What Types of Term Life Insurance Are There?

Level term? Convertible? Return of premium? We break it down.

types of term life

A term life insurance policy can help to provide for your family if you’re no longer around to take care of them. You may be thinking about purchasing a term life insurance policy to make sure that your loved ones are able to pay off a mortgage, cover living costs, or take care of your final expenses.

Term life insurance is one way to provide this additional layer of protection, so that your loved ones have a financial cushion to fall back on when you’re gone. We’ll cover how term life insurance works, the different types of term life insurance available, and what you should consider when choosing a policy.

8 term life insurance types to know

1. Level term life insurance

Level term life insurance is one of the most straightforward types of life insurance. This policy features level monthly premiums that stay the same over the course of the term. Your death benefit (the payout your loved ones get) also stays the same. Term limits typically depending on your insurer; with Lemonade’s term life offering, you can choose terms between 10 and 40 years.

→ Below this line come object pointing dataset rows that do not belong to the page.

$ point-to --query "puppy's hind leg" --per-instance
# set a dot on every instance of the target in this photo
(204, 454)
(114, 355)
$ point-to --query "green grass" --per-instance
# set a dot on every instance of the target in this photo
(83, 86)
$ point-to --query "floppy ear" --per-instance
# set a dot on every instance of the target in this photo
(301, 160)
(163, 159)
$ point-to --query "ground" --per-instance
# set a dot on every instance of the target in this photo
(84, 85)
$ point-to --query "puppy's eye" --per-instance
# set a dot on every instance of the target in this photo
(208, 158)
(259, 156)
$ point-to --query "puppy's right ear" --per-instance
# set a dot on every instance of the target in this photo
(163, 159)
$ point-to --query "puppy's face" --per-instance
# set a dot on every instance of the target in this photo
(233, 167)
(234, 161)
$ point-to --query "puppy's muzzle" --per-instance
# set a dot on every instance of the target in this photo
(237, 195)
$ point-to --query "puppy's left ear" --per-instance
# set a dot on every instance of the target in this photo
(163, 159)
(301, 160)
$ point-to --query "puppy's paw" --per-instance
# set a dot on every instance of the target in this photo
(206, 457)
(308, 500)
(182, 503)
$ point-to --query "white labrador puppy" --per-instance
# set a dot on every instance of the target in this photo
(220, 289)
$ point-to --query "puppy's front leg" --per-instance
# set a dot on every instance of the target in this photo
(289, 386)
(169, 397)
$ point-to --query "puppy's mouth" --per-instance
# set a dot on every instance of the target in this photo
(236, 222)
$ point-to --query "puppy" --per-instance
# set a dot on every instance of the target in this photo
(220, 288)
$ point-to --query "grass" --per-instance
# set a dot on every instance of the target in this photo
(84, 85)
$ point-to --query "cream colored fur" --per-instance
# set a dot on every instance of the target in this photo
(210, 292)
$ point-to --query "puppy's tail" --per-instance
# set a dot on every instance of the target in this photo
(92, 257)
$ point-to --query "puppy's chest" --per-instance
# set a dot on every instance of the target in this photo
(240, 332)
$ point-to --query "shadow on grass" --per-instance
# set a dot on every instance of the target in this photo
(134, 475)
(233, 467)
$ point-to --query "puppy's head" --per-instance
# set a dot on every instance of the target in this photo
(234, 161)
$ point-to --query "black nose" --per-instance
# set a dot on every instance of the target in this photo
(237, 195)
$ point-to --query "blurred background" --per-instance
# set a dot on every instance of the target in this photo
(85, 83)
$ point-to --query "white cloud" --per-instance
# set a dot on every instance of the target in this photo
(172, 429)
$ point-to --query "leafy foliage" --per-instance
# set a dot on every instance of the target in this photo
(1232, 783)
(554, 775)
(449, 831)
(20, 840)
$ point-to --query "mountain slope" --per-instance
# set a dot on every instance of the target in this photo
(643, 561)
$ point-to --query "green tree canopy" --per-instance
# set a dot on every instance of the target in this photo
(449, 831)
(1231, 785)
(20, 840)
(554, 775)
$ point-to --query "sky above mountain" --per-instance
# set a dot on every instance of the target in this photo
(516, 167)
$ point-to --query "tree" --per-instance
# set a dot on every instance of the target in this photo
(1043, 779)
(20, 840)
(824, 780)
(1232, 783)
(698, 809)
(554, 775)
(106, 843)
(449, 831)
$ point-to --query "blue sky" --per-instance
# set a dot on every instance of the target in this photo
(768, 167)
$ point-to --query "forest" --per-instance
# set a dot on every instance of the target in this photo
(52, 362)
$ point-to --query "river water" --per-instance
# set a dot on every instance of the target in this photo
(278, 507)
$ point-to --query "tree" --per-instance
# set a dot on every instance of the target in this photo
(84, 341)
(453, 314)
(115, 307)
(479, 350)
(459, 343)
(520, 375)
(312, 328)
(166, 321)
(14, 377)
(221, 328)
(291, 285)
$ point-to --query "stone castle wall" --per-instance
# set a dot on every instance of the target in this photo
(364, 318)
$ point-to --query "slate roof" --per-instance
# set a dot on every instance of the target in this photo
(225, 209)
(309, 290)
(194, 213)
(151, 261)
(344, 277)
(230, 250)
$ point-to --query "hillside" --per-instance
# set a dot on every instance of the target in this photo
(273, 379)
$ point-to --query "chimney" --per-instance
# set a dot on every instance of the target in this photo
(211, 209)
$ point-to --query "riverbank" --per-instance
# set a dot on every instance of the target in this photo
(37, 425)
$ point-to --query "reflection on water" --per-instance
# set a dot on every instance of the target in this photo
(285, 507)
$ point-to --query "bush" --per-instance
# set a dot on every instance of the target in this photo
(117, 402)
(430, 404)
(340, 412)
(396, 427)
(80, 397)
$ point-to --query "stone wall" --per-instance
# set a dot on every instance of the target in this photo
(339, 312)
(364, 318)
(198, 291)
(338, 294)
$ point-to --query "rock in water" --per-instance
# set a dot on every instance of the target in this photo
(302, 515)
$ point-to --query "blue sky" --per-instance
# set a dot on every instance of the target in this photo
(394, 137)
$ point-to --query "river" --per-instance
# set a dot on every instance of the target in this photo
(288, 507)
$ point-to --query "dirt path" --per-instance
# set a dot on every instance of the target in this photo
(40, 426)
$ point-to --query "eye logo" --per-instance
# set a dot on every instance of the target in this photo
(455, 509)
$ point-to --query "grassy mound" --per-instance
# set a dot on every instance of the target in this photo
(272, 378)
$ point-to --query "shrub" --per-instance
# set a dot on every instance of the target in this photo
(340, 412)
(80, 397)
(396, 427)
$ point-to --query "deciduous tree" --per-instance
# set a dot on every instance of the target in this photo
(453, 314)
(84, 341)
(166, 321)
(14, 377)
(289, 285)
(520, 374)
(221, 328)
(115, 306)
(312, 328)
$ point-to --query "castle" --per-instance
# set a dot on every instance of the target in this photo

One of the attractions of level term life insurance is its simplicity: You’ll know exactly what your benefit is, how long you’re covered for, and how much you’ll need to pay each month. For many people looking to purchase coverage for themselves and their families, level term life insurance may be a good option.

If you’d like to see if you qualify for Lemonade’s term life offering, just click the button below to get started—we’ll ask you a few simple questions, and then transfer you over to our partners at Legal & General, who will help you customize your policy and complete your application. In some cases you might have to answer a few additional questions or complete a medical exam in order to get the best price for your coverage.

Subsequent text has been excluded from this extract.